Un segundo ejemplo de políticas públicas discutibles se da en el debate previsional. Aquí, pese a la mayoritaria posición ciudadana en favor de destinar la cotización adicional a las cuentas individuales, las negociaciones arriesgan avanzar hacia un impuesto al trabajo para financiar un pilar solidario. Se plantea que ello permitiría en el largo plazo generar un ahorro colectivo, omitiendo las dinámicas de estos sistemas y las fuerzas del cambio demográfico.
En 2050 se estima, en efecto, que habrá un número levemente inferior de personas en edad de trabajar que en 2020, pero 2,3 veces el número de mayores de 65 años.
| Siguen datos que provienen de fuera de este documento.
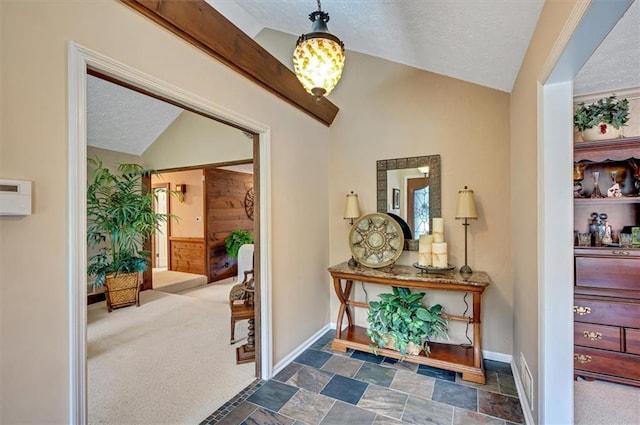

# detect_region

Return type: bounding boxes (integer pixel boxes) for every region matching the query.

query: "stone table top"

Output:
[329,261,491,288]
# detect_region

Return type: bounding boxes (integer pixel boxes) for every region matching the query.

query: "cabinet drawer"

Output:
[576,251,640,290]
[573,323,622,351]
[573,296,640,328]
[624,329,640,354]
[573,346,640,380]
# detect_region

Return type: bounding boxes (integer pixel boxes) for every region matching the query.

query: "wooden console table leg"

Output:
[333,278,353,338]
[470,292,485,384]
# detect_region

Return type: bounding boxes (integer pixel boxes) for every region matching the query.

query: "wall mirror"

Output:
[376,155,442,250]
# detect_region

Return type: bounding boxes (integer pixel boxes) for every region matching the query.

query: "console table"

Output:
[329,262,491,384]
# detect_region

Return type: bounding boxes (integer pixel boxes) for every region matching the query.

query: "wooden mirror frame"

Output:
[376,155,442,245]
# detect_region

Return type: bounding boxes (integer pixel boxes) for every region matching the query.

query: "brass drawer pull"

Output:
[582,331,602,341]
[573,354,591,363]
[573,305,591,316]
[611,249,631,255]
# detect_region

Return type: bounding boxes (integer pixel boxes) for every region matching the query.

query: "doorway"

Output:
[68,42,271,423]
[151,183,171,270]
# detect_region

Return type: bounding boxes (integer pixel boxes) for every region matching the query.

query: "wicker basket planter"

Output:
[104,273,140,313]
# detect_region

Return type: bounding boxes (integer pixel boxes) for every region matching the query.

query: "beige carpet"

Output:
[87,282,255,425]
[574,379,640,425]
[153,269,207,294]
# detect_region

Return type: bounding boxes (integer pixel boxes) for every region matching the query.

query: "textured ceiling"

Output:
[87,75,182,155]
[89,0,640,155]
[573,0,640,95]
[207,0,544,92]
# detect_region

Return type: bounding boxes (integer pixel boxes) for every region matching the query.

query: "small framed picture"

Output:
[631,227,640,246]
[393,189,400,210]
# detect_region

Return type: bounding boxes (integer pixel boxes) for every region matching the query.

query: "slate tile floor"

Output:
[201,331,524,425]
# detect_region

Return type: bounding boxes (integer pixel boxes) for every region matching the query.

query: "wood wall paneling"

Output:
[205,168,255,282]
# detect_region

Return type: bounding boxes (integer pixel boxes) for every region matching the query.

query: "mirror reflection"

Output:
[376,155,441,240]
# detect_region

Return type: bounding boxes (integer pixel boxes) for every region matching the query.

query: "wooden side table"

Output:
[329,262,491,384]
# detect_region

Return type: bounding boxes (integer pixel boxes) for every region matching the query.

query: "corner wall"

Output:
[510,0,577,423]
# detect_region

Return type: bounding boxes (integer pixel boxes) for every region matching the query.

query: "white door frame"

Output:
[151,187,170,270]
[67,41,273,425]
[538,0,633,424]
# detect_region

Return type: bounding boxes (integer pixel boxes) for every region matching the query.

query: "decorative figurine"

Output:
[573,162,587,198]
[602,221,613,245]
[591,171,602,198]
[607,170,622,198]
[627,158,640,196]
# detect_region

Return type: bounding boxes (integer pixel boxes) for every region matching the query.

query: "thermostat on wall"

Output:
[0,179,32,215]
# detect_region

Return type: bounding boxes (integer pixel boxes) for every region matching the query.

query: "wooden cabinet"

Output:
[573,138,640,386]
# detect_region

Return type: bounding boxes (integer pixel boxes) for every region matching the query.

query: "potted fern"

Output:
[367,286,448,357]
[87,158,169,312]
[573,94,629,141]
[224,229,253,259]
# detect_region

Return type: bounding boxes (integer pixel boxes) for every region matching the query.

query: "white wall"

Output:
[0,1,329,424]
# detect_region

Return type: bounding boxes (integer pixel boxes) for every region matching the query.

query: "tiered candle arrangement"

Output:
[418,217,449,269]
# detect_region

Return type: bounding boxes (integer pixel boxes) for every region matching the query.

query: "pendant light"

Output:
[293,0,344,103]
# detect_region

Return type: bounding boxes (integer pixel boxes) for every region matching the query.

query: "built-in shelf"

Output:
[573,196,640,205]
[573,137,640,162]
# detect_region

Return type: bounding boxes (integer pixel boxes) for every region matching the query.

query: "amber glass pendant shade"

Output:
[293,1,344,99]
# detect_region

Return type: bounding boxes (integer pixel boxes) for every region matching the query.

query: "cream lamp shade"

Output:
[293,0,344,101]
[456,186,478,219]
[343,191,360,223]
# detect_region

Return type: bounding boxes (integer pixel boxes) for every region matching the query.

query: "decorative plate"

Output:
[349,213,404,269]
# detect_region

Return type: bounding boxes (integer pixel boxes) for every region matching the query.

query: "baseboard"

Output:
[272,324,335,376]
[510,358,535,425]
[327,322,349,330]
[482,350,513,364]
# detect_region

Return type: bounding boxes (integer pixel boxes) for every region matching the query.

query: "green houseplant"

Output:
[87,158,169,311]
[573,94,629,140]
[367,286,448,357]
[224,229,253,259]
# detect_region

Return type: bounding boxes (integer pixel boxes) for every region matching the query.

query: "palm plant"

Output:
[87,158,170,286]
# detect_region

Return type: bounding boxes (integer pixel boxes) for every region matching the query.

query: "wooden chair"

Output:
[229,270,255,344]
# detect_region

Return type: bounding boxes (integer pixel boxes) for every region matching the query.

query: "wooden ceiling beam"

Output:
[122,0,339,126]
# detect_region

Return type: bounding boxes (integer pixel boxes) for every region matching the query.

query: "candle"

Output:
[433,217,444,243]
[418,235,433,267]
[431,242,449,269]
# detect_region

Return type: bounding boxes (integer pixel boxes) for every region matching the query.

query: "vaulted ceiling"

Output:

Entonces, si hoy se decide financiar un determinado aumento de pensiones solidarias con, por ejemplo, un 4% de contribución (impuesto) de los trabajadores, tal porcentaje deberá multiplicarse varias veces en los próximos años solo para sostener los beneficios ya comprometidos. De ahí que cualquier excedente en el fondo colectivo será, en último término, destinado a pagar obligaciones previsionales (no habrá ahorro).
Durante los próximos doce meses la ciudadanía tendrá el desafío de descartar el populismo. En el intertanto, será responsabilidad de la política no avanzar en iniciativas de equívoca confección.